[Yaffs] YAFFS2 Development

Wed Dec 7 11:58:24 GMT 2005

On 12/6/05, Charles Manning <manningc2 at actrix.gen.nz> wrote:

Hiya Charles. I owe you a beer if I make it to LinuxConf (assuming you
are going).

> It is always great to get a bunch of feedback from someone doing something a
> bit different and stressing the system.

I figured.

> Some of the issues you raise have, I think, been dealt to in the last while,
> or have been recently tackled but there is still scope do use this info in a
> very useful way.

Yeah. Hence my emphasis on the vendor association. It's quite possible
much of this has gone away in the mainline version.

> I have some comments below. I would appreciate any further comment/patches as
> this will allow the code to be improved. I am not at all obsessed with the
> form it is provided in (C, patch, whatever). Someone that has been through
> the code as thoroughly as this will have a lot of useful perspective that I
> hope to be able to exploit :-).

Sure. I'm light on time and hardware for making lots of patches (this
hardware is for a customer and requires MVL3.1 as it stands) but I'll
hope to get ahold of some board which has a similar spec and can run a
recent 2.6 kernel asap. Anyway, meanwhile...
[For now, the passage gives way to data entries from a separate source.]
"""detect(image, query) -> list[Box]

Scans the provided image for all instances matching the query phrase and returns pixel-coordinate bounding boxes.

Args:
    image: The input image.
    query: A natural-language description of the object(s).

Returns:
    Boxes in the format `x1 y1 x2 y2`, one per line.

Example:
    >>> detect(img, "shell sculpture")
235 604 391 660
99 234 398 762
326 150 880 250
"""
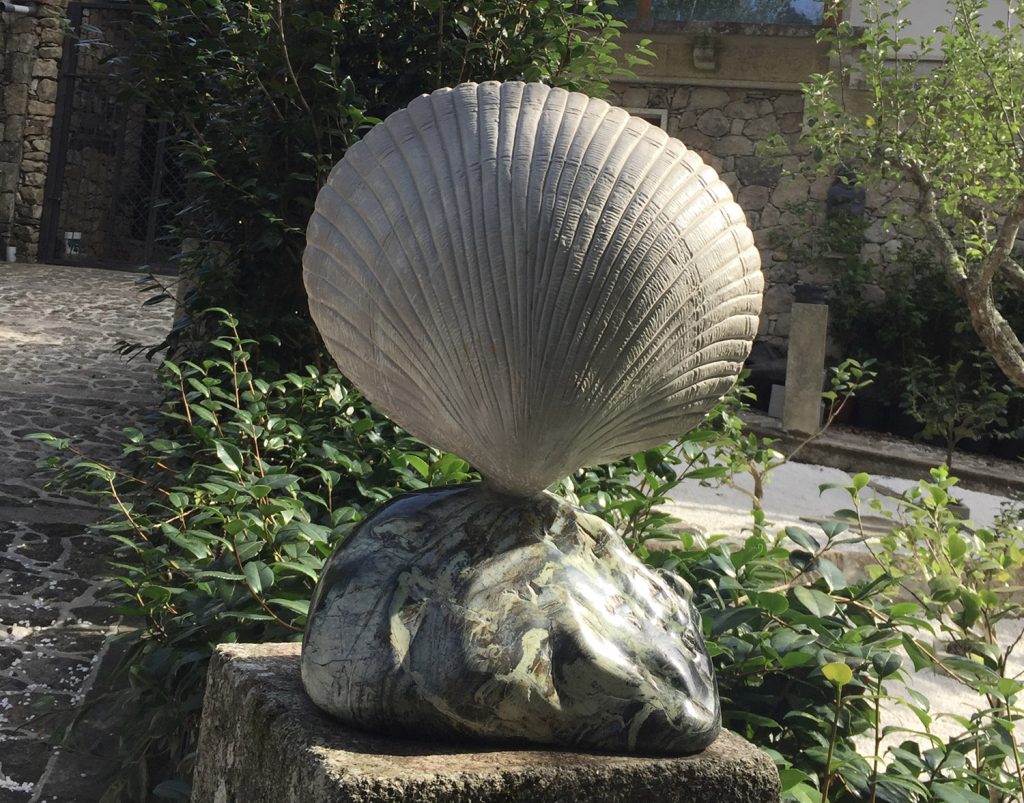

> On Wednesday 07 December 2005 05:10, Jon Masters wrote:
> <snip nice words>
>
> > * YAFFS2 should not use any shortopcaches when on Linux. It seems to
> >   make little difference to performance (only negative).
>
> That was my initial impression too. The shortop cache stuff was originally
> written for WinCE which does not work through a page cache like Linux does.
> In paticular nasty situations like
>
> //Yes, real WinCE programs really have code like this
>  while(!eof) {
>     read one byte
>  }

Ouch. I've always thought those guys were smoking something good and
now I actually have the proof.

> YAFFS was dead without some caching. By default it was turned off for Linux.
> Then somebody ran code of the form
>
>   for(i = 0; i < 100000; i++) {
>     write one byte
>   }
>
> The Linux cache is write-through so these calls were observed to be slow under
> Linux too and enabling the short op cache fixed the problem. From then on,
> the shortopcache has been enabled by default.

I agree with that. In the testing I did it was reading and writing
very large files sequentially (inline with the requirements) but I can
see the possible problem.

> 2) Perhaps only using the short op cache for write operations would be the
> best way to do things under Linux?

That would be the best thing to do. Otherwise we just waste time on
reads when the page cache will get populated by YAFFS2 anyway after a
readpage.

> > * YAFFS2 memory allocation using kmalloc does not work on very large
> >   devices and needs to use vmalloc instead in those cases (>2GB devices).
> >   The lack of checking for success proves to be a problem.

> I think this only impacts on the creation of the huge chunk bitmap structure.
> If so, this was dealt to in
> http://www.aleph1.co.uk/cgi-bin/viewcvs.cgi/yaffs2/yaffs_guts.c?r1=1.20&r2=1.21
> Andre tested this, IIRC, and this fixed the problem.

His hack would seem to fix that problem.

> Is more required?

I think YAFFS2 wants to decide how it is allocating memory. We have a
limit on vmalloc space too (though it's pretty big) so getting away
from unbounded allocations and having smaller buffers may become
necessary on very large devices.

> Yes, definitely the handling of alloc failures is a bit sloppy.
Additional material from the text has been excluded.